Zig And Rust

This post will be a bit all over the place. Several months ago, I wrote Hard Mode Rust, exploring an allocation-conscious style of programming. In the ensuing discussion, @jamii name-dropped TigerBeetle, a reliable, distributed, fast, and small database written in Zig in a similar style, and, well, I now find myself writing Zig full-time, after more than seven years of Rust. This post is a hand-wavy answer to the why? question. It is emphatically not a balanced and thorough comparison of the two languages. I havent yet written my 100k lines of Zig to do that. (if you are looking for a more general what the heck is Zig, I can recommend @jamiis post). In fact, this post is going to be less about languages, and more about styles of writing software (but pre-existing knowledge of Rust and Zig would be very helpful). Without further caveats, lets get started.

Reliable Software

To the first approximation, we all strive to write bug-free programs. But I think a closer look reveals that we dont actually care about programs being correct 100% of the time, at least in the majority of the domains. Empirically, almost every program has bugs, and yet it somehow works out OK. To pick one specific example, most programs use stack, but almost no programs understand what their stack usage is exactly, and how far they can go. When we call malloc, we just hope that we have enough stack space for it, we almost never check. Similarly, all Rust programs abort on OOM, and cant state their memory requirements up-front. Certainly good enough, but not perfect.

The second approximation is that we strive to balance program usefulness with the effort to develop the program. Bugs reduce usefulness a lot, and there are two styles of software engineering to deal with the:

Erlang style, where we embrace failability of both hardware and software and explicitly design programs to be resilient to partial faults.

SQLite style, where we overcome an unreliable environment at the cost of rigorous engineering.

rust-analyzer and TigerBeetle are perfect specimens of the two approaches, let me describe them.

rust-analyzer

rust-analyzer is an LSP server for the Rust programming language. By its nature, its expansive. Great developer tools usually have a feature for every niche use-case. It also is a fast-moving open source project which has to play catch-up with the rustc compiler. Finally, the nature of IDE dev tooling makes availability significantly more important than correctness. An erroneous completion option would cause a smirk (if it is noticed at all), while the server crashing and all syntax highlighting turning off will be noticed immediately.

For this cluster of reasons, rust-analyzer is shifted far towards the embrace software imperfections side of the spectrum. rust-analyzer is designed around having bugs. All the various features are carefully compartmentalized at runtime, such that panicking code in just a single feature cant bring down the whole process. Critically, almost no code has access to any mutable state, so usage of catch_unwind cant lead to a rotten state.
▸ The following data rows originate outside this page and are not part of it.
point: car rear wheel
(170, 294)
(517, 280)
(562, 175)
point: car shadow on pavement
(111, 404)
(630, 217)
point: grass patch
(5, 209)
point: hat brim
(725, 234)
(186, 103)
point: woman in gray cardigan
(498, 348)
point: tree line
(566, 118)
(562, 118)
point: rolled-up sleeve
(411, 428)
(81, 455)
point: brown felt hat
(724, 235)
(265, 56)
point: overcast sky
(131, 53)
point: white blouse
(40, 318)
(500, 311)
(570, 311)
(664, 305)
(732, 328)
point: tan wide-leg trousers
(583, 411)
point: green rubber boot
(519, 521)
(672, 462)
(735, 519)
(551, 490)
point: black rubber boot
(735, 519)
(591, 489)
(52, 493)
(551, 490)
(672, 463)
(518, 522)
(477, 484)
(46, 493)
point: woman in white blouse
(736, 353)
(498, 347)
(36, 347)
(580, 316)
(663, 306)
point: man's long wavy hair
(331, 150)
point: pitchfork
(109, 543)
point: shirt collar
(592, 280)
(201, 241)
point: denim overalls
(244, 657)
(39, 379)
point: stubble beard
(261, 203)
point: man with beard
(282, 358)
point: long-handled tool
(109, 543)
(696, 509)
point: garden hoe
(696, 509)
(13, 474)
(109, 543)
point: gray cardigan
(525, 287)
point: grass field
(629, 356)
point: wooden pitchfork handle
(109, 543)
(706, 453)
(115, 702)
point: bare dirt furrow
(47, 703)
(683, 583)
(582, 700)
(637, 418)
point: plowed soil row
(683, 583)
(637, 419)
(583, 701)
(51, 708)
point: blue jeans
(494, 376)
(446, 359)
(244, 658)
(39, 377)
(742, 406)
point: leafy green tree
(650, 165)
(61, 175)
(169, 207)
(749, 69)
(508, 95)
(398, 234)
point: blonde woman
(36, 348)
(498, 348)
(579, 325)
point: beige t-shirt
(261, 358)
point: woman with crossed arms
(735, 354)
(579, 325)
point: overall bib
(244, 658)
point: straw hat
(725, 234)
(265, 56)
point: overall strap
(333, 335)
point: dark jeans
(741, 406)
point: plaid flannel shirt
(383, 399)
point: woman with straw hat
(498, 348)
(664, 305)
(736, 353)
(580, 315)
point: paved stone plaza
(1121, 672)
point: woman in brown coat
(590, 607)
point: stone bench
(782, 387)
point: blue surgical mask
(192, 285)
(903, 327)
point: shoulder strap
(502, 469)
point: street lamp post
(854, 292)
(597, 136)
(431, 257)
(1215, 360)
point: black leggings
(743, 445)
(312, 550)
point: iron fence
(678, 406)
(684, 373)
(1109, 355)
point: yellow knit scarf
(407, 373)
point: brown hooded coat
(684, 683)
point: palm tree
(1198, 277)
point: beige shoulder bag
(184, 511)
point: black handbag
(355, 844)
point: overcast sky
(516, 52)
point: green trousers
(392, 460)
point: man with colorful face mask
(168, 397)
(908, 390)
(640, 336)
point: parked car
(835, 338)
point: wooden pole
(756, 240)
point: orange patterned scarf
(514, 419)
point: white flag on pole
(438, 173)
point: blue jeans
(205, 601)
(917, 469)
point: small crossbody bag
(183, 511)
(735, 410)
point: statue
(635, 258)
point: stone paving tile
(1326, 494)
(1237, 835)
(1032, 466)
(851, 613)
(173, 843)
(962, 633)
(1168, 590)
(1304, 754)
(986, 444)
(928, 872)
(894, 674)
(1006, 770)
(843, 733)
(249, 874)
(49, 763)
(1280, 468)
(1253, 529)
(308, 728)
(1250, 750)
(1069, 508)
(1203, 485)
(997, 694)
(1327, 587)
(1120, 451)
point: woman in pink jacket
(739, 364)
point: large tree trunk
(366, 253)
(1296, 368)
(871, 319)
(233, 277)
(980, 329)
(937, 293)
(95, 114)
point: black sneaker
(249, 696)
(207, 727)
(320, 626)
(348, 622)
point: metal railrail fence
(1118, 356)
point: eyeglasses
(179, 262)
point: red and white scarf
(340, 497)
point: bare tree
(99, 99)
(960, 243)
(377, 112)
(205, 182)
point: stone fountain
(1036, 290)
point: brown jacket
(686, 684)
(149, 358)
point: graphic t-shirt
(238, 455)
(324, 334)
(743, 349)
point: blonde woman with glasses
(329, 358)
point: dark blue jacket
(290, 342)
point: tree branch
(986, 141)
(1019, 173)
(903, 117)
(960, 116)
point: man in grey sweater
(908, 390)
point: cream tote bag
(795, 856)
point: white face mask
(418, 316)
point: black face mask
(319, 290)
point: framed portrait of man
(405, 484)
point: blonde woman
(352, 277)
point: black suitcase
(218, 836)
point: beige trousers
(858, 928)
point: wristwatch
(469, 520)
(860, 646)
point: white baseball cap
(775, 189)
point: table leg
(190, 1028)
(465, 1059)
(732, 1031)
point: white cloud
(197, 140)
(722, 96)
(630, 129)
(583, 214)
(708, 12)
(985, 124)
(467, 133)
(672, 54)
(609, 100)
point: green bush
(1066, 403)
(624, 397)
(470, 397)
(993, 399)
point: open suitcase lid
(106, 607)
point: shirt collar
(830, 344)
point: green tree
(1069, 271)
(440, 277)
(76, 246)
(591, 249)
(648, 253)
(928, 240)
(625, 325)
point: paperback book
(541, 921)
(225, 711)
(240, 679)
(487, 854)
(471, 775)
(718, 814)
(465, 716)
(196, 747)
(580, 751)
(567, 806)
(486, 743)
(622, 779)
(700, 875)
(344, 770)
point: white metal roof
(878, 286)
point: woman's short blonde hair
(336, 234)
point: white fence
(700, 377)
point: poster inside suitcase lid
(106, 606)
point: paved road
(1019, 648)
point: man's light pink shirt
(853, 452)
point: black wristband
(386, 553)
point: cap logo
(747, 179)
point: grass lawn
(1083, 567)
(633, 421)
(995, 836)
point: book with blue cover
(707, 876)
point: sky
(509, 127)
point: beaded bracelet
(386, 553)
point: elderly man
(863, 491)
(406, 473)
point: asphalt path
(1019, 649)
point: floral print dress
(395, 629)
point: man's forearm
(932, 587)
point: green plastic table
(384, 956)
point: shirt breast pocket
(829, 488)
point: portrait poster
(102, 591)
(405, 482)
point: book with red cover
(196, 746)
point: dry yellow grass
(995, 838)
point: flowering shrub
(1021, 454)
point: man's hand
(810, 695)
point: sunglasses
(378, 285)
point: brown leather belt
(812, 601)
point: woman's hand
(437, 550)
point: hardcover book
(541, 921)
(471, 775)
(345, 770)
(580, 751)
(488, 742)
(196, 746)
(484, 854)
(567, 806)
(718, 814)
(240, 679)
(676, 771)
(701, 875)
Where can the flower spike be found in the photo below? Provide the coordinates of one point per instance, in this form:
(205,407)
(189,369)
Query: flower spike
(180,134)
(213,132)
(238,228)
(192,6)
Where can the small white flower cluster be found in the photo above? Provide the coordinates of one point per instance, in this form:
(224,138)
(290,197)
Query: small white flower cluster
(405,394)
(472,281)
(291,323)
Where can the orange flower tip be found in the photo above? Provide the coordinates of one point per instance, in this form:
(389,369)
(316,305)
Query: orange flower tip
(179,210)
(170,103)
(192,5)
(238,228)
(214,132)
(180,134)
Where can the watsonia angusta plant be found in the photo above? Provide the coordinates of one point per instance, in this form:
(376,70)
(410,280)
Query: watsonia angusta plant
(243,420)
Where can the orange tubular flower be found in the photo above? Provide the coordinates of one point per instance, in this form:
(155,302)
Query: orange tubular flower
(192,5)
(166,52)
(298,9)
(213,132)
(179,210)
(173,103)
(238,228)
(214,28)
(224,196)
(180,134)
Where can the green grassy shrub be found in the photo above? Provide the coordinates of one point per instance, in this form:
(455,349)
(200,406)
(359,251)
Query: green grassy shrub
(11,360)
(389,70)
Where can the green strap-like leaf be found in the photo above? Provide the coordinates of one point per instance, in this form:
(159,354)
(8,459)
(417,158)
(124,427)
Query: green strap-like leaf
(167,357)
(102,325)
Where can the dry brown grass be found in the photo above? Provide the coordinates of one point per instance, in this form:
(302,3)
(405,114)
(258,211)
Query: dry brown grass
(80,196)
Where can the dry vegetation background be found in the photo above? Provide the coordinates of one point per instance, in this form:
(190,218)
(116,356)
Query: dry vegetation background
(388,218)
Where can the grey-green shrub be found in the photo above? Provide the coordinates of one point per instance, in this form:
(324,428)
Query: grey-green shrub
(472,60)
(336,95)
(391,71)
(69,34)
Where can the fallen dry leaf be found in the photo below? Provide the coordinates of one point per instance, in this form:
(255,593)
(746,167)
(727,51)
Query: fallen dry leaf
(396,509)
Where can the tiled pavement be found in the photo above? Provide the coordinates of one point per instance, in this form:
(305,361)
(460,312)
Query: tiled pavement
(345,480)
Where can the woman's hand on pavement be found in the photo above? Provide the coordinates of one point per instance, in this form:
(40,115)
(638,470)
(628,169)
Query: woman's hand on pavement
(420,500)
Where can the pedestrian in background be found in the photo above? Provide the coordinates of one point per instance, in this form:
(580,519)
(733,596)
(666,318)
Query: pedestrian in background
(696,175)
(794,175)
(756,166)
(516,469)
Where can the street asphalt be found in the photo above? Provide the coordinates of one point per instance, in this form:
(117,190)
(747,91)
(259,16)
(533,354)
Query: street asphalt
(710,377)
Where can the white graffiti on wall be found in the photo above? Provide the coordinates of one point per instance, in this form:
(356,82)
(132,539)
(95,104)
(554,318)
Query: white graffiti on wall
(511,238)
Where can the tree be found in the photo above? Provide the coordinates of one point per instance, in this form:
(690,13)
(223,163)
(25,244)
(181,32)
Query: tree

Development process itself is informed by this calculus. For example, PRs with new features land when theres a reasonable certainty that the happy case works correctly. If some weird incomplete code would cause the feature to crash, thats OK. It might be even a benefit fixing a well-reproducible bug in an isolated feature is a gateway drug to heavy contribution to rust-analyzer. Our tight weekly release schedule (and the nightly release) help to get bug fixes out there faster.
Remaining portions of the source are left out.